SUTRA 63 OF THE NANDINATHA SUTRAS
PRESERVING LIFE AND HEALTH
Siva’s devotees may elect to preserve the life and health of a person or animal under their care by forfeiting the life of organisms, such as worms or microbes, that pose a threat. This is the second exception to ahimsa. Aum.
LESSON 63 FROM MERGING WITH SIVA
ARDENT STRIVING ON THE PATH
How are we going to master awareness so that it does not feel that it is what it is aware of? We have to pull awareness within, to the more refined areas of the mind. This is called going within yourself. You have to temporarily gain enough composure, enough control over awareness, so that in thirty seconds you can pull within yourself and, in a sense, light up because you become a little bit aware of the existence of the inner light. Now, of course, if we are pressured by desires that conflict with basic religious principles, it will be difficult even to become aware of or to even think about the inner light. It’s easy, though, to find the darkness of the mind.
But if desires are flowing in accordance with the proper, basic action-and-reaction patterns of life, and one is living up to what he knows he should be living up to and allows the awareness to flow through unwholesome areas of the mind, he begins to hurt deeply on the inside. That is the so-called conscience hurting, because the light shines through the conscience, too, and makes the conscience self-luminous to us. We cannot see the light, but we can feel it. And when awareness flows into the consciousness of bliss and peace, you won’t hurt anymore on the inside. The nerve system will be filled with a new energy, an actinic energy radiating out of the light from the lotus within the heart. Then you will be happy and joyous until awareness wanders again and brings up other emotional or desire temptations. Then you will hurt again. This is what is meant by the statement ”constant striving on the path”–staying mentally healthy so that the conscience does not hurt.
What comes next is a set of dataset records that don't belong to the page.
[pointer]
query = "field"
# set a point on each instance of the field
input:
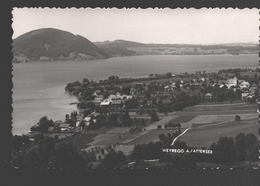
(208, 122)
(152, 135)
(205, 136)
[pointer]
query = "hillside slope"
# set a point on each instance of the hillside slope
(52, 44)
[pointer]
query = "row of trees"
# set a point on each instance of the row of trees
(226, 150)
(47, 152)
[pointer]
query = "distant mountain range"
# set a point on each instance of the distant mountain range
(50, 44)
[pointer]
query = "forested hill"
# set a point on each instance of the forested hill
(49, 44)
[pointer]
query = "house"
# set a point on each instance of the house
(208, 96)
(223, 86)
(50, 129)
(64, 127)
(244, 84)
(244, 96)
(105, 103)
(116, 103)
(97, 101)
(231, 82)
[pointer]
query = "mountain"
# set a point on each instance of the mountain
(52, 44)
(129, 48)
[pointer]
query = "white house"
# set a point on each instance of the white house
(231, 82)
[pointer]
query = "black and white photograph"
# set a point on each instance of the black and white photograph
(135, 88)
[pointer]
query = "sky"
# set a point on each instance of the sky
(172, 26)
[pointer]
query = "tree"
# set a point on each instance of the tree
(237, 118)
(114, 159)
(154, 116)
(82, 124)
(240, 141)
(44, 124)
(251, 147)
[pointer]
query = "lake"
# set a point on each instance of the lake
(39, 86)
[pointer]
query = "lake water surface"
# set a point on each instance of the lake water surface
(39, 86)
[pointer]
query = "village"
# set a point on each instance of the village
(122, 110)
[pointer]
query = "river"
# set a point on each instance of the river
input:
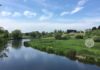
(15, 56)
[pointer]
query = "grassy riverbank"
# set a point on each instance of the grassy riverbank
(63, 47)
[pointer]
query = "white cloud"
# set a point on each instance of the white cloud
(29, 13)
(79, 7)
(5, 13)
(46, 16)
(82, 2)
(15, 14)
(64, 13)
(26, 26)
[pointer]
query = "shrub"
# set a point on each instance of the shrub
(71, 54)
(97, 39)
(65, 37)
(79, 37)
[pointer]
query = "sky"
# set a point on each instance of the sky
(48, 15)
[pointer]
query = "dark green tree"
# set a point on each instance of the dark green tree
(16, 34)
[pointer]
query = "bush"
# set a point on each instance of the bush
(71, 54)
(79, 37)
(97, 39)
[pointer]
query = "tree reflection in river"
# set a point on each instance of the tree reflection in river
(16, 43)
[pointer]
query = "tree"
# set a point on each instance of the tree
(98, 27)
(94, 28)
(16, 34)
(6, 34)
(36, 34)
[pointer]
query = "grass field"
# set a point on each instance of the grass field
(62, 47)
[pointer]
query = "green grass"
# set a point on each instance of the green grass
(63, 46)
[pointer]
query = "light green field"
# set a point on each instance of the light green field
(62, 47)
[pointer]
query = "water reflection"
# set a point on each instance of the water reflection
(19, 57)
(16, 43)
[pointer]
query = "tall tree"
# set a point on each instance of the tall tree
(16, 34)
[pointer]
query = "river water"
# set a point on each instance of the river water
(15, 56)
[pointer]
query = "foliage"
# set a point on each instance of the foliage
(97, 38)
(79, 36)
(35, 34)
(16, 34)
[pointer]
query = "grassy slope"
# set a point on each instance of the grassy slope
(63, 46)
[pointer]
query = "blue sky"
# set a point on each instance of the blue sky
(48, 15)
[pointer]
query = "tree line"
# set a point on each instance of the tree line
(57, 34)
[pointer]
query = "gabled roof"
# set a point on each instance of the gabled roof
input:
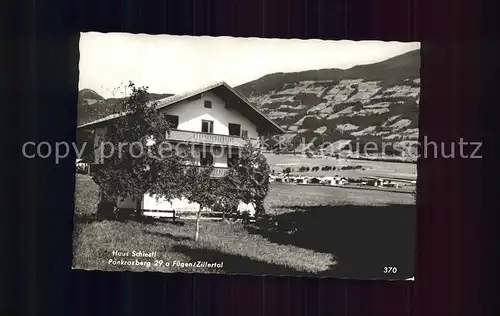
(163, 103)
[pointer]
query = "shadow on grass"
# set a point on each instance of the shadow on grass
(123, 217)
(363, 239)
(236, 264)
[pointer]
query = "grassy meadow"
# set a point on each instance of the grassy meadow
(320, 231)
(371, 168)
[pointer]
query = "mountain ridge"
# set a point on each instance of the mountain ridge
(377, 102)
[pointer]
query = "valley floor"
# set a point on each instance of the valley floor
(319, 231)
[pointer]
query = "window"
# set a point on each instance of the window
(234, 129)
(207, 126)
(206, 159)
(173, 121)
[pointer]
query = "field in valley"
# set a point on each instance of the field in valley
(321, 231)
(372, 168)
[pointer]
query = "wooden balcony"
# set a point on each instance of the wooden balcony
(209, 139)
(217, 172)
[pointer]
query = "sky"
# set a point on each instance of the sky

The Self God is within you. The light emanating from your effulgent being is within you, too, within the lotus of your heart. The Self God is. It simply is. We do not have to awaken the light within the lotus of the heart because it is always there, always has been, and always will be. We just have to become aware of it. Then go in and in and in to it until awareness aware only of itself dissolves, and be the Self. Be That.